La rencontre a lieu sur une aire d’autoroute, entre une palissade, une cabine téléphonique, un reste de végétation et un peu de terre cendrée (belle et judicieuse scénographie d’Aurélie Maestre). Une voiture délabrée est garée au bord d’un petit terre-plein. Les acteurs restent en scène du début à la fin du spectacle à la manière d’un chœur antique et chacun est une pièce du puzzle. Dialogues et longs monologues se succèdent sous le signe de l’abandon et des non-dits. De pique-nique familial en passions furtives la pièce dit et digresse entre coups de gueule et déclarations d’amour, explications, tergiversations, jalousies, ressassements. Louis en est le discret chef d’orchestre et chaque personne passe aux aveux : Suzanne, sa sœur, (Audrey Bonnet) : « Lorsque tu es parti – je ne me souviens pas très bien de toi, c’était il y a beaucoup d’années – et  lorsque tu es parti je ne savais pas que tu partais pour tant de temps… » Antoine, son frère (Guillaume Ravoire) : « Tout n’est pas exceptionnel dans ta vie, dans ta petite vie, c’est une petite vie aussi, je ne dois pas avoir peur de ça, tout n’est pas exceptionnel, tu peux essayer de rendre tout exceptionnel, mais tout ne l’est pas… » Catherine, son épouse (Aymeline Alix) : « Mais lui, il peut en déduire, il pourrait en déduire, il en déduit certainement, il peut en déduire que sa vie ne vous intéresse pas… » La Mère (belle Nada Strancar) : « Cela ne me regarde pas. Je me mêle souvent de ce qui ne me regarde pas, je ne change pas, j’ai toujours été ainsi… Ils veulent te parler, tout ça…  Ils voudront t’expliquer mais ils t’expliqueront mal, car ils ne te connaissent pas ou peu… Tu répondras à peine deux ou trois mots et tu resteras calme comme tu as appris à l’être par toi-même… »

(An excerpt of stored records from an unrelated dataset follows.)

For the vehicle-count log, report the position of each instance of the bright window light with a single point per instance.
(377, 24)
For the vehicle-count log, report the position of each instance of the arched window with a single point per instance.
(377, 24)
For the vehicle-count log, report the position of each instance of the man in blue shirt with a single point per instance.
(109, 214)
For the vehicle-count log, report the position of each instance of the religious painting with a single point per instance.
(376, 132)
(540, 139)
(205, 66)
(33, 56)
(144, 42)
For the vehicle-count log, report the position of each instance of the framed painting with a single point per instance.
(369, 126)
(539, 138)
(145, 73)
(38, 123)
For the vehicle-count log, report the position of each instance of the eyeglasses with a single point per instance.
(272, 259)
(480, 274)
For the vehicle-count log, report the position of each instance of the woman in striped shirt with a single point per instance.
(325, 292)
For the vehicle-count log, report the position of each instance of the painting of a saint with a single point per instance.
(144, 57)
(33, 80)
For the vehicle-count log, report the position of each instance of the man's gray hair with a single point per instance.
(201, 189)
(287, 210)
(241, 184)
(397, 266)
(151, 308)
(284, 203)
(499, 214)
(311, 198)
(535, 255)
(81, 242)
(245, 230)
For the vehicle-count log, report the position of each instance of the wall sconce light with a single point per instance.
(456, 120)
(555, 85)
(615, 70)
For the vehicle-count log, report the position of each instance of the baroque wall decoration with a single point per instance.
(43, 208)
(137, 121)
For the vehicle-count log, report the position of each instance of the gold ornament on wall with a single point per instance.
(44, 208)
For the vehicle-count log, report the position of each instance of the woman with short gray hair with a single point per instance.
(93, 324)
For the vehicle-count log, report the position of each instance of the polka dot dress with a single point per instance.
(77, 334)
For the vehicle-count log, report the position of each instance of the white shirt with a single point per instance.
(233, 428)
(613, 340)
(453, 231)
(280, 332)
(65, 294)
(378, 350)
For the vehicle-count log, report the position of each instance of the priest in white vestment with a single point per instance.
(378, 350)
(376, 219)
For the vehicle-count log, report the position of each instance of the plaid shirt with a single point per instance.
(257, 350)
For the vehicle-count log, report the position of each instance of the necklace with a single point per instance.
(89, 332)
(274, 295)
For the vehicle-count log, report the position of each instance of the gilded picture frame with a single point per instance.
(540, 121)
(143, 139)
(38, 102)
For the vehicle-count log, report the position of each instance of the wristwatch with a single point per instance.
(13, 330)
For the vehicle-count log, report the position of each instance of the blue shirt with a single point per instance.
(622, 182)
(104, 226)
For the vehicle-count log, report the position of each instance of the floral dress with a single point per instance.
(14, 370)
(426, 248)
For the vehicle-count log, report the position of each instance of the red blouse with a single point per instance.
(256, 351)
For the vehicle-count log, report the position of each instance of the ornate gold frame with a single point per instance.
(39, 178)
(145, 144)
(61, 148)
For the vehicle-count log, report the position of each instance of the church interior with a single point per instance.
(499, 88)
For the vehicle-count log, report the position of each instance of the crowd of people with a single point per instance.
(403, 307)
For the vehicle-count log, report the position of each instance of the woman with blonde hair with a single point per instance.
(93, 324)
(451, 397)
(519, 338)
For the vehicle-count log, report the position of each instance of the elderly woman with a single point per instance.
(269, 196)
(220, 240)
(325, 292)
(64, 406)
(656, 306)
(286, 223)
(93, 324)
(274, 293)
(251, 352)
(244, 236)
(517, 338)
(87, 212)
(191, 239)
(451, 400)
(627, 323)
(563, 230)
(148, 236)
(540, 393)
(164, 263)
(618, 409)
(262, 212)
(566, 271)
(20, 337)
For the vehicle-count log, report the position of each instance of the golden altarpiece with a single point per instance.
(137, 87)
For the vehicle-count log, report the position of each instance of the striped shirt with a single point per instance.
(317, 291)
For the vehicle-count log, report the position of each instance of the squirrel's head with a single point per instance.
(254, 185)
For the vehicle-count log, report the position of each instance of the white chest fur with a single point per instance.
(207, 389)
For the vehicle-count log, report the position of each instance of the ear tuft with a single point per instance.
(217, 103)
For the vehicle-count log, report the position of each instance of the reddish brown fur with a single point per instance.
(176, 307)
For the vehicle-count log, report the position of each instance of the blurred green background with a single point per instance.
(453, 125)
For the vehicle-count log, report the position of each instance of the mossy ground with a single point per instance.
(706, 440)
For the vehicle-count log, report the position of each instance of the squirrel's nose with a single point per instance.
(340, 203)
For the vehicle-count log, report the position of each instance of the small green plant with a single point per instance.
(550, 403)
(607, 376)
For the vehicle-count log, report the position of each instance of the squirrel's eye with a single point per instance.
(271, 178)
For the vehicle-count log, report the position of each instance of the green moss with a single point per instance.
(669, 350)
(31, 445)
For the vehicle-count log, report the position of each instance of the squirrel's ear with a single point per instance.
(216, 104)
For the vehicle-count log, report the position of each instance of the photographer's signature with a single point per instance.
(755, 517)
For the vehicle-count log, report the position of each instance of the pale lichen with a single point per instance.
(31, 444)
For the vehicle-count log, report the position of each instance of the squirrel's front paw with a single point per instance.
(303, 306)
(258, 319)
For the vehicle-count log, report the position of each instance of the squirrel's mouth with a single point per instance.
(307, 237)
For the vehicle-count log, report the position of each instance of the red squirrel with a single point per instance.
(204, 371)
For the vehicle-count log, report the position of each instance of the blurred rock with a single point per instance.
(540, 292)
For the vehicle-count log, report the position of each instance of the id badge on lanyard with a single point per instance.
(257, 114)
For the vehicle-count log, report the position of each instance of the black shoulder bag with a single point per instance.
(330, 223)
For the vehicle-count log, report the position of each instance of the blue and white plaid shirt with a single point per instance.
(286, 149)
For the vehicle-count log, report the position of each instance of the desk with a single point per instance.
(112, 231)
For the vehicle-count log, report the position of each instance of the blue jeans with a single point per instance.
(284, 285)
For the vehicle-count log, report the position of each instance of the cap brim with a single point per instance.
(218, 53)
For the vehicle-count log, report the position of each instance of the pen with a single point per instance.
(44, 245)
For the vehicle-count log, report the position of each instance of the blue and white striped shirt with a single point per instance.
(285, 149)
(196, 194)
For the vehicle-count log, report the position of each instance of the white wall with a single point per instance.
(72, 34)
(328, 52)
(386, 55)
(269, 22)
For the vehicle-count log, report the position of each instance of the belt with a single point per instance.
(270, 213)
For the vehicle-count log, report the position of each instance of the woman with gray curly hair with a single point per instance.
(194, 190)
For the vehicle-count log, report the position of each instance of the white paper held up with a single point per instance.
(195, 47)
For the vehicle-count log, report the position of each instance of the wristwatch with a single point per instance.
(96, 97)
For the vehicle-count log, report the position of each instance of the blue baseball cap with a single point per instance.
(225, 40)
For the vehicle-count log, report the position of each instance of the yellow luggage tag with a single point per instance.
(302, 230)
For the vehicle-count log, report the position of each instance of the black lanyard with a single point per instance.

Du côté des revenants, Le Père, mort déjà (Stanley Weber): « Moi je n’ai jamais rien vu, de ma vie, je n’ai jamais rien vu que ce coin-ci, cet endroit, ville, sorte de ville. J’y suis né, et j’y ai travaillé, et lorsque j’en ai eu fini, je suis mort, comme une fin logique, on n’avait plus besoin de moi, je n’ai rien connu d’autre, pas un seul pays étranger, même Paris, lorsque j’y pense, je n’y suis jamais allé… L’Amant, mort déjà (Louis Berthélemy) : « La Mort prochaine et moi, nous faisons nos adieux, nous nous promenons, nous marchons la nuit dans les rues désertes légèrement embrumées et nous nous plaisons beaucoup… Je ne faisais rien. Je faisais semblant. J’éprouvais par avance de la nostalgie pour moi-même. »  Le Guerrier, tous les Guerriers (Daniel San Pedro) : « Tous ceux-là que je fais, ceux-là qui sont toujours solitaires et le croisèrent, croisèrent Louis, le croisèrent et ne voulurent laisser aucune trace, eurent bien trop peur de s’attacher à lui, et de perdre pied et s’éprendre et souffrir… » Longue Date, amant (Vincent Dissez) : « On se dit, on se jure qu’on s’aimera toujours. L’un ment et l’autre triche et tous les deux, au bout du compte, nous nous arrangeons. Nous nous sommes arrangés. » Un Garçon tous les garçons (François Nambot) l’Ami qui devient fou : « On s’aimait je ne le savais pas, je n’en avais aucune idée, comment est-ce que j’aurais pu imaginer cela ? » Hélène (Clémence Boué) ni vivante ni morte, l’amoureuse non reconnue, de Louis : « J’étais avec moi-même, seule, dans ma solitude, on ne m’entendait pas, je n’aurai même pas eu besoin de mourir pour disparaitre. J’étais sans importance… »

Au final cette tragédie moderne devient une pièce chorale, où chacun apporte un éclairage sur Louis/ double de Jean-Luc Lagarce, et fouille dans le passé, où jeu de la vérité et métaphore sont au bout de la route. Les fils de ces vies ébranlées s’entrecroisent, tissant en une toile fine un certain portrait de Louis et de sa mélancolie. En même temps, la vie suit son cours, énergique et colorée, humoristique parfois, ingrate souvent.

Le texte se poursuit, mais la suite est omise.